In 2017, when a shortage of 4,300 migrant farm workers – caused by fears arising from Brexit and the fall in sterling’s value – left produce rotting in fields, a National Farmers Union (NFU) survey found just 0.6% of seasonal workers came from the UK with more than 99% coming from Eastern Europe.

When the survey was reported in 2018, Minette Batters, then NFU deputy president, called for “desperately needed government action” on seasonal workers, calling it “the number one issue for growers.”

She continued: “We don’t see it as an immigration problem – it’s about people that come here, are fully regulated and go home again. The Conservative party seem to have taken a very hard line approach.”

‘The government is not acknowledging the scale of the issue’

Politicians acknowledged the scale of the problem in 2018, with the chair of the House of Commons environment, food and rural affairs committee, Neil Parish commenting: “The nationwide shortage of labour is becoming an agricultural crisis for UK farms.

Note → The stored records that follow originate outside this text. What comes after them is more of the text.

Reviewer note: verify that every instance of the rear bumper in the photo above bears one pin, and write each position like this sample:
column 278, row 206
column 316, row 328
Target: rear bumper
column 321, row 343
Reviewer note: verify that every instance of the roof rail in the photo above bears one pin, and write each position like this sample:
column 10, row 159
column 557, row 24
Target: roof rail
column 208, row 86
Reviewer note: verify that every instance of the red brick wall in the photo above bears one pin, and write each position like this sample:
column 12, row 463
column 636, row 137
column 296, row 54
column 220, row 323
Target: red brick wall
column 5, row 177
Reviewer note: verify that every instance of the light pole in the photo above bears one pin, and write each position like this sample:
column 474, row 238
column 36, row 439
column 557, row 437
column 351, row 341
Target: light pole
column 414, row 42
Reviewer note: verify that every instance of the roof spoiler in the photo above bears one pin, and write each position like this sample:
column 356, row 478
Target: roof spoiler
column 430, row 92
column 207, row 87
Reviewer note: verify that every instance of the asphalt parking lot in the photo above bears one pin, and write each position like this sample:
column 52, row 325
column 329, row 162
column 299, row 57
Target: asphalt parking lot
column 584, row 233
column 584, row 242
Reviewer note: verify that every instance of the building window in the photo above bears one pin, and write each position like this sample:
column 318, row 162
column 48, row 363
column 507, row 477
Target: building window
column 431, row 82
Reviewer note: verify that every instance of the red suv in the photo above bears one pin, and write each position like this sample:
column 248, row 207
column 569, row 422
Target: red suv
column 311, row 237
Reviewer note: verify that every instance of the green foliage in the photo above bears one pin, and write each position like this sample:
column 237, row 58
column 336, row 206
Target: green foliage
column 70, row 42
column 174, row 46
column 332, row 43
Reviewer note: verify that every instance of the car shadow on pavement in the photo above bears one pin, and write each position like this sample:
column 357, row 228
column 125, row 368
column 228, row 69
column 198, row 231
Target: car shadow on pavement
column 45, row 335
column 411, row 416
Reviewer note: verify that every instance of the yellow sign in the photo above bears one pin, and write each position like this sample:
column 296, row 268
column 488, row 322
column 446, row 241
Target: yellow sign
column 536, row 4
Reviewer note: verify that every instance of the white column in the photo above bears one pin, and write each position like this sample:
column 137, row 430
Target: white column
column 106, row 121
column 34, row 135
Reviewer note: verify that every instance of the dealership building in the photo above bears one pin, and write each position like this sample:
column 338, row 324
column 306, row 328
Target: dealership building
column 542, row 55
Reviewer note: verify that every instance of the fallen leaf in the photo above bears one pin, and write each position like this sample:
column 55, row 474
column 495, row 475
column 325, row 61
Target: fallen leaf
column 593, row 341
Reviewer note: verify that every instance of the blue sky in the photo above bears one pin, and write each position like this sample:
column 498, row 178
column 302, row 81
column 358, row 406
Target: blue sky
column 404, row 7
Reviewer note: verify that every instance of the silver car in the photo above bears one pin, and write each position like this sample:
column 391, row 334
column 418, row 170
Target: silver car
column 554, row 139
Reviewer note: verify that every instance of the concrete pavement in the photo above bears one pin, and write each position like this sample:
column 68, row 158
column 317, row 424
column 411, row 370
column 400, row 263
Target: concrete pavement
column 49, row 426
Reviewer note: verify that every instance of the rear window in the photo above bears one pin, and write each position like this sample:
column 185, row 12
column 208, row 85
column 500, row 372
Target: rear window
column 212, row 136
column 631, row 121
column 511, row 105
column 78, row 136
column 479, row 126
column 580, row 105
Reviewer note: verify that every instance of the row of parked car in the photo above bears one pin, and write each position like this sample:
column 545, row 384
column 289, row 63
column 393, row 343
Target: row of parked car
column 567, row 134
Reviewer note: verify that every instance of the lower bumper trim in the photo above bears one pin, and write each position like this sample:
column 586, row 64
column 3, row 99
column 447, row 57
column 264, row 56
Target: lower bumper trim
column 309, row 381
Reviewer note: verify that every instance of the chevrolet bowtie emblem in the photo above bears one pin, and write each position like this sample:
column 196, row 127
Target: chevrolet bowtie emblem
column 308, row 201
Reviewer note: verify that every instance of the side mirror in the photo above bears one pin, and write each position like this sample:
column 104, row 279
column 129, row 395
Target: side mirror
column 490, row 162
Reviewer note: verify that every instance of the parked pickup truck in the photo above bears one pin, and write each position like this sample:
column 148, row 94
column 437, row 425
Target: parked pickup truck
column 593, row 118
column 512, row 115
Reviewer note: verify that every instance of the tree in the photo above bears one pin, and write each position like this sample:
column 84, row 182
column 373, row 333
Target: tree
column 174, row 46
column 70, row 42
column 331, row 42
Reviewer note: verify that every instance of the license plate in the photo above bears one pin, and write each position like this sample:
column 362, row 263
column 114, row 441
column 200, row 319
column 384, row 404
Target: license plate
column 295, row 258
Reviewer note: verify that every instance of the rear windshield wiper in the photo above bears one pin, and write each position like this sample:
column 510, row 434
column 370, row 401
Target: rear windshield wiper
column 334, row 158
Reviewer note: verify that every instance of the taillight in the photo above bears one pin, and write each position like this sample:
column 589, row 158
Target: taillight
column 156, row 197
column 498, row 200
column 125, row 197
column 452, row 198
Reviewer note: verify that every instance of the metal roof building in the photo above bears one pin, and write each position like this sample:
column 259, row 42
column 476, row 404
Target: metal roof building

“It is unacceptable that perfectly good food is rotting in fields. At a time of uncertainty around our future trading relationships [caused by Brexit], we should be increasing our domestic food security rather than our reliance on imported foodstuffs.”

Parish said: “The government is not acknowledging the scale of the issue.”

The Commons committee called for “urgent measures” in April 2017 and and launched an enquiry in February 2018.